In 1848, Kilakotah’s son-in-law, Joseph McLoughlin, died. He and Victoire had no recorded children. Victoire may have spent some time with her mother during this period. In the 1850 census, Victoire was living on a neighboring farm to her parents’ and was the head of her household. That year, three of the Labontés’ children were living with them: Louis, whose wife Caroline had died, 16-year-old Julienne, and 10-year-old Caroline.
Later Life
The Labontés continued to live on their farm in Dayton, Oregon. Kilakotah saw her children marry and have children of their own. Louis Labonté died in 1860. On the 1870 census, Kilakotah was living with her son, Louis, his second wife, and his many children.
Meanwhile, Celiast and Solomon Smith continued to live in northwestern Oregon, operating a store along the Skipanon River and a saw-mill on the Lewis and Clark River.
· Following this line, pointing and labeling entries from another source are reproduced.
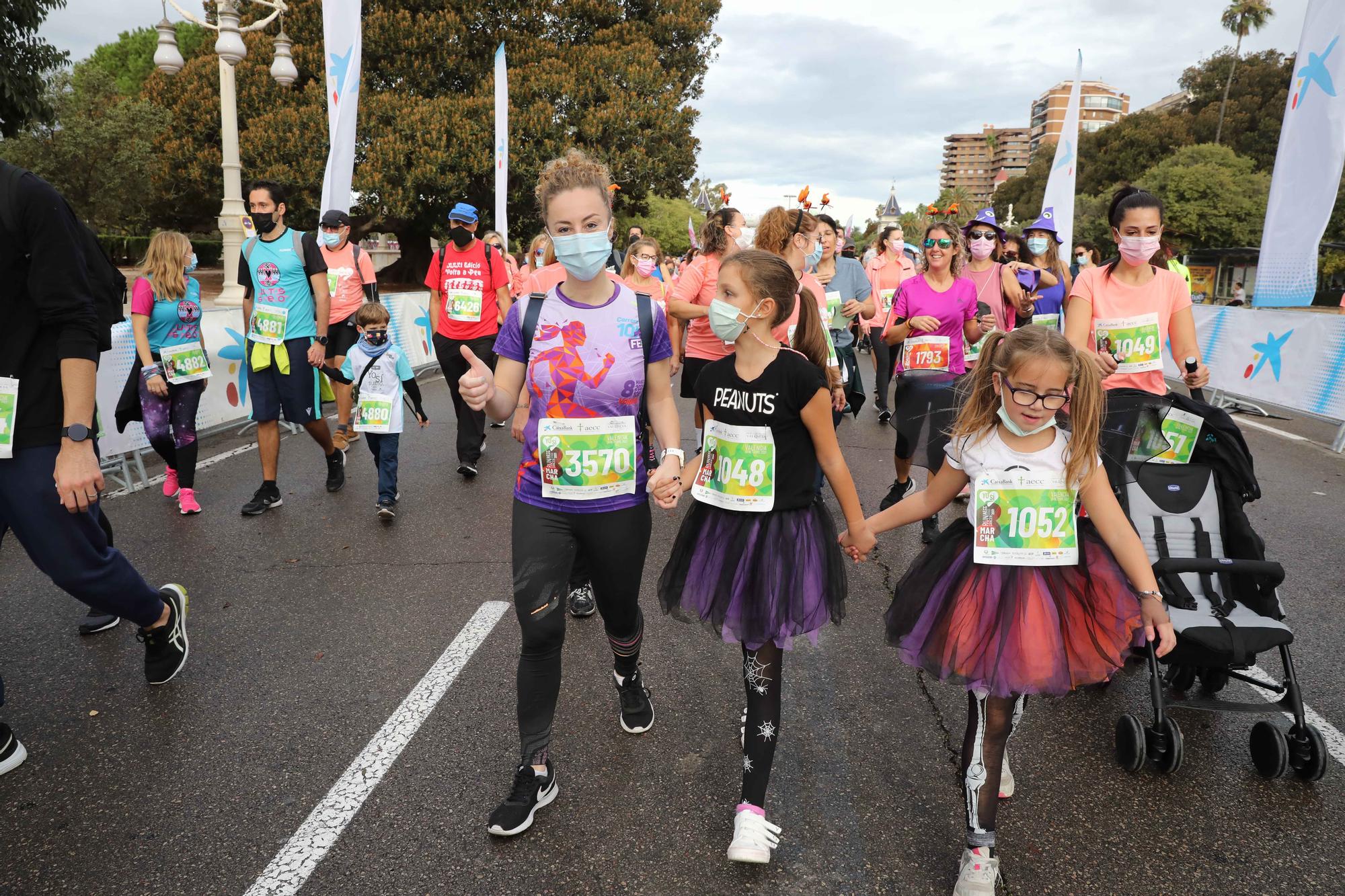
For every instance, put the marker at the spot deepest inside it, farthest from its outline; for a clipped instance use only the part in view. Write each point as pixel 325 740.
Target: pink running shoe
pixel 188 502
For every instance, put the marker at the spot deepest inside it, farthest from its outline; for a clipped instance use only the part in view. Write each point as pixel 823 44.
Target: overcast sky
pixel 851 97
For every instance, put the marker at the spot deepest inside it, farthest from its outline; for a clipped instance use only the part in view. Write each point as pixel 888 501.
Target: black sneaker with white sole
pixel 336 470
pixel 532 790
pixel 98 620
pixel 11 751
pixel 263 501
pixel 637 706
pixel 167 646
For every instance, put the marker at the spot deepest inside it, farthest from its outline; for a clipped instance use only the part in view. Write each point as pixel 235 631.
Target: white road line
pixel 1243 421
pixel 1332 735
pixel 293 865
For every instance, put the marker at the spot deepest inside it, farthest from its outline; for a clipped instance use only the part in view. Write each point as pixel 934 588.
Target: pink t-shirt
pixel 1113 300
pixel 954 309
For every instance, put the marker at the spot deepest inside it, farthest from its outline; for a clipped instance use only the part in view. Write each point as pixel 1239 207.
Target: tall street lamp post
pixel 232 50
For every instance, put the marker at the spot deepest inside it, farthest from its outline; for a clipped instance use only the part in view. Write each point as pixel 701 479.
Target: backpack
pixel 107 284
pixel 645 310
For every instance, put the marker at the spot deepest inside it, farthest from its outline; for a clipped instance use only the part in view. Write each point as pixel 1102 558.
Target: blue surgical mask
pixel 583 255
pixel 724 319
pixel 1019 431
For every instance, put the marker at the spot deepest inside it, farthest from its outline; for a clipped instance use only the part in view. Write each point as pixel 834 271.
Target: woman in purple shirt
pixel 582 487
pixel 934 317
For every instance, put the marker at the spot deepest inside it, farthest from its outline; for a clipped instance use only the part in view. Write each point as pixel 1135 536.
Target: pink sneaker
pixel 188 502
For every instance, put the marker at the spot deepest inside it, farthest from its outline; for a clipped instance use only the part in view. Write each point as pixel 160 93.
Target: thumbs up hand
pixel 478 384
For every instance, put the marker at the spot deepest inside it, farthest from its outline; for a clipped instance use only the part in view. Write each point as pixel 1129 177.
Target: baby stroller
pixel 1213 571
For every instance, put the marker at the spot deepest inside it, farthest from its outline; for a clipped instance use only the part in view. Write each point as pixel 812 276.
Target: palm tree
pixel 1242 18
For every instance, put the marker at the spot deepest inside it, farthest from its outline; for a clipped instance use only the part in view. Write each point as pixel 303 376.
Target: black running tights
pixel 762 681
pixel 991 723
pixel 545 546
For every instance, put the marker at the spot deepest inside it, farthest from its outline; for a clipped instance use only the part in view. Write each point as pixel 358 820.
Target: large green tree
pixel 26 61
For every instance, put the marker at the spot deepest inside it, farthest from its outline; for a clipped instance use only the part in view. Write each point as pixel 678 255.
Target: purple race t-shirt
pixel 954 309
pixel 570 376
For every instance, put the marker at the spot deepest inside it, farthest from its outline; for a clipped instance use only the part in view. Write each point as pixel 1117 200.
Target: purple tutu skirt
pixel 757 577
pixel 1015 630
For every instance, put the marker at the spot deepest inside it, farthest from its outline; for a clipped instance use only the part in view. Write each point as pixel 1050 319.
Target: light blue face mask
pixel 583 255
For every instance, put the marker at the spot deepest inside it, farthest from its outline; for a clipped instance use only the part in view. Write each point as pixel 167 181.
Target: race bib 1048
pixel 587 459
pixel 1024 520
pixel 185 364
pixel 1133 341
pixel 738 467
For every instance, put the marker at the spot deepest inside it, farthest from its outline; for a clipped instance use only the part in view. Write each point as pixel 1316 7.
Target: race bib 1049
pixel 738 467
pixel 1024 520
pixel 1133 341
pixel 587 459
pixel 925 353
pixel 268 325
pixel 185 364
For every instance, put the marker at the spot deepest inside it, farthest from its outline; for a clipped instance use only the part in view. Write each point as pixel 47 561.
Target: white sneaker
pixel 754 838
pixel 977 874
pixel 1005 779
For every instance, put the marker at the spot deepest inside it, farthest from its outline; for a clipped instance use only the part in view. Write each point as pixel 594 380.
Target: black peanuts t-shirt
pixel 777 399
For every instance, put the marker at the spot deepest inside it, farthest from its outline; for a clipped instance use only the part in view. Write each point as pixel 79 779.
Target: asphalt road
pixel 313 623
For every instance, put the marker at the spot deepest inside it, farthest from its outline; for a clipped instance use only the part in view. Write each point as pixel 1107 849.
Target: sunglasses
pixel 1027 397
Solomon and Celiast continued their interest in education and helped to start a subscription school in the 1840s. Solomon also served as a county commissioner and was elected to the Oregon State Senate. Celiast outlived her sister; she died in 1891 and is buried alongside her husband in Warrenton, Oregon.
Kilakotah died on July 18, 1873, and is buried at the St. Paul Catholic Cemetery in St. Paul, Oregon.
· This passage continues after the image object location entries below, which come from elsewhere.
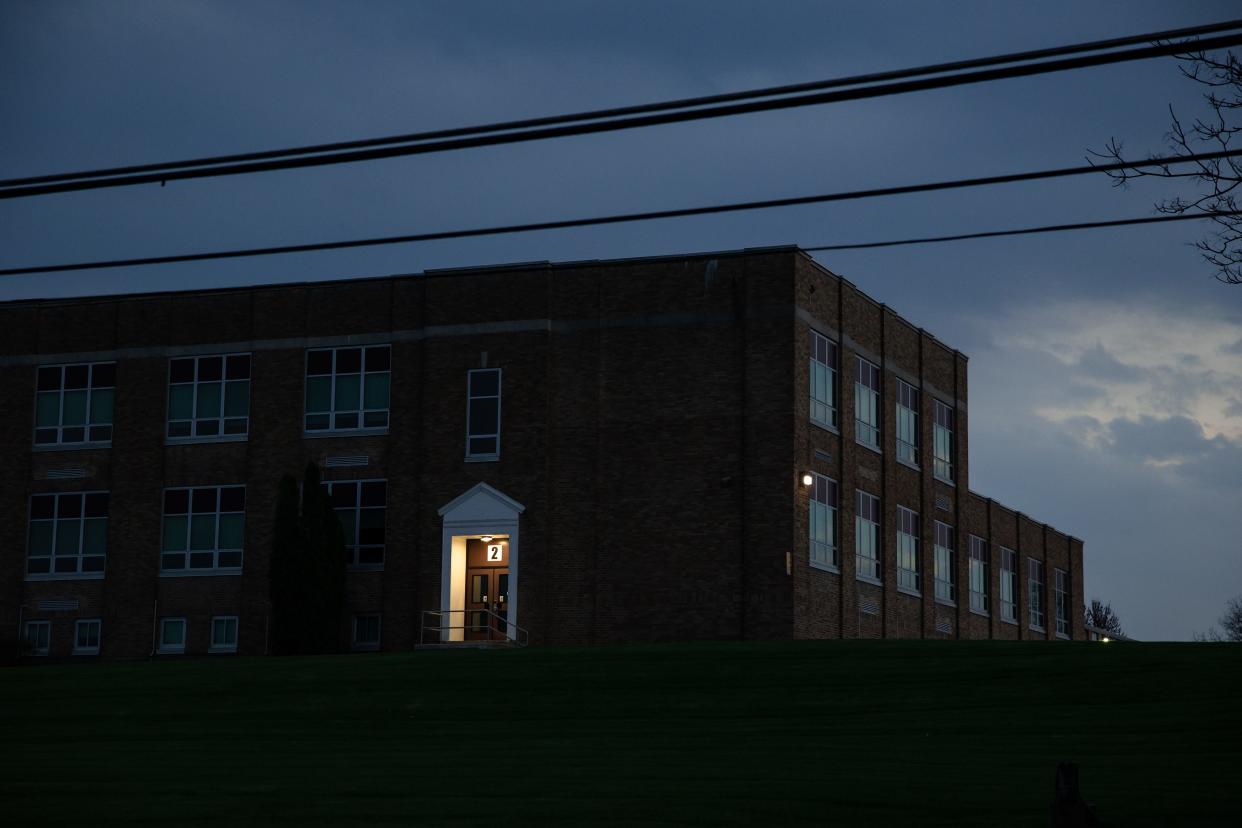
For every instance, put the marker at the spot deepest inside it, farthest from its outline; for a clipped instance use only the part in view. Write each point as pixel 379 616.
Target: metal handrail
pixel 519 637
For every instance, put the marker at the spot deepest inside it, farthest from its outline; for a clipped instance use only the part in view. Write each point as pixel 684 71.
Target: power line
pixel 564 224
pixel 683 103
pixel 542 133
Kilakotah, Celiast, and Yiamist were three Indigenous women who navigated monumental changes in the Northwest, and did it together. They came together to celebrate marriages and baptisms, and maintained close family ties as they started their families, engaged in family businesses, and moved around the Pacific Northwest. Their stories are a powerful illustration of the interconnectedness of the residents of the Willamette Valley and Fort Vancouver.